All the names you mentionned are a new language to me but *the WORST thing that can happen to someone is not doing anything*. Retirement is not the end, it is the beginning, and I refuse to become bored.!
I can see you working night too. My grand child (2 years old) does not leave me in peace during the day so I woke up at 2.00 AM to learn peacefully during the night ((4.20 AM in vegas right now). Then in few years he will think I am a cool grandpa if I can teach him one thing or two on this subject! I did taught my younger son how to count in his mind from age 3.. He is now doctor in Finance & professor at Omaha Univerisity and he is using Excell a lot! I beleive in learning - anything - is never too late and always good. It is like NEVER EVER giveup!....Nothing is impossible.


----------



## MRdNk (Apr 7, 2007)

Good on you. Hope I have the same philosophy when I retire. 
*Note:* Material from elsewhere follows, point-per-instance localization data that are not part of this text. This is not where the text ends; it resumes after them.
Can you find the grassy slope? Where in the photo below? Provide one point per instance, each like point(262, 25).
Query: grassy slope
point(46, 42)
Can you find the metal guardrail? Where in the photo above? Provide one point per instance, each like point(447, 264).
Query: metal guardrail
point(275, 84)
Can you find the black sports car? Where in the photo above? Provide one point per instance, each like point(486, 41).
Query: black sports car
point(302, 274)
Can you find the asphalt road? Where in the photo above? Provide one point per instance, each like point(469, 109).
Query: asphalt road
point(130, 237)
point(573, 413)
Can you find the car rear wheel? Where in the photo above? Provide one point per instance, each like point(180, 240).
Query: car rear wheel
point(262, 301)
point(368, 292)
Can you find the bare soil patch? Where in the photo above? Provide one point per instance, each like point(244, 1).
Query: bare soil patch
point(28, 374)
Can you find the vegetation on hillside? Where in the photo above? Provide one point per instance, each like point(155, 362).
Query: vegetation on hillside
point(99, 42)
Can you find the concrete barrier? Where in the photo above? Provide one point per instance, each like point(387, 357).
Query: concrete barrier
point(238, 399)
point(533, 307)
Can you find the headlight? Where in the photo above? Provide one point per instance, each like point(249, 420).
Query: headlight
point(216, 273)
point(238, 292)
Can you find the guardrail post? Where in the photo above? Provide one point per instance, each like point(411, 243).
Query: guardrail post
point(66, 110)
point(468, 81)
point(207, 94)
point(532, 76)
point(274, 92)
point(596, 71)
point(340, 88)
A good way to learn is to read forums like these, see how others solve their issues, and learn from them. I've enhanced my Excel skills and learnt a lot about OOP from these forums.


----------



## pierjean (Dec 2, 2006)

I think my home does looks better... still working on it...but critics are always appreciated Thank you again.
(animations will go in time...not easy!).
http://www.angelwings-rentalsforbaby-lasvegas.com/index.htm


----------



## MRdNk (Apr 7, 2007)

Already looking much better.


----------



## MRdNk (Apr 7, 2007)

Looks like the Domain host: HostMonster.com - 'whois' your current hosting provider offers a shopping cart feature called: Agora Shopping Cart - have a look at the features in your control panel, it might be fairly easy from there.


----------



## DoubleHelix (Dec 10, 2004)

That does look significantly better. I still can't stress the liability insurance enough. The equipment is new only the first time it's used. And even with a manufacturer's warranty, the person who hands out the stuff can still be sued. I wouldn't mess around with this.


----------



## MRdNk (Apr 7, 2007)

I second that, Liability Insurance is a very important thing, I used to work in Procurement, and it's something we always checked that our contractors had, and that it was up-to-date.


----------



## softyram (Sep 17, 2008)

cube cart is best for open source shopping cart tool in PHP...
this is use ful for you...


----------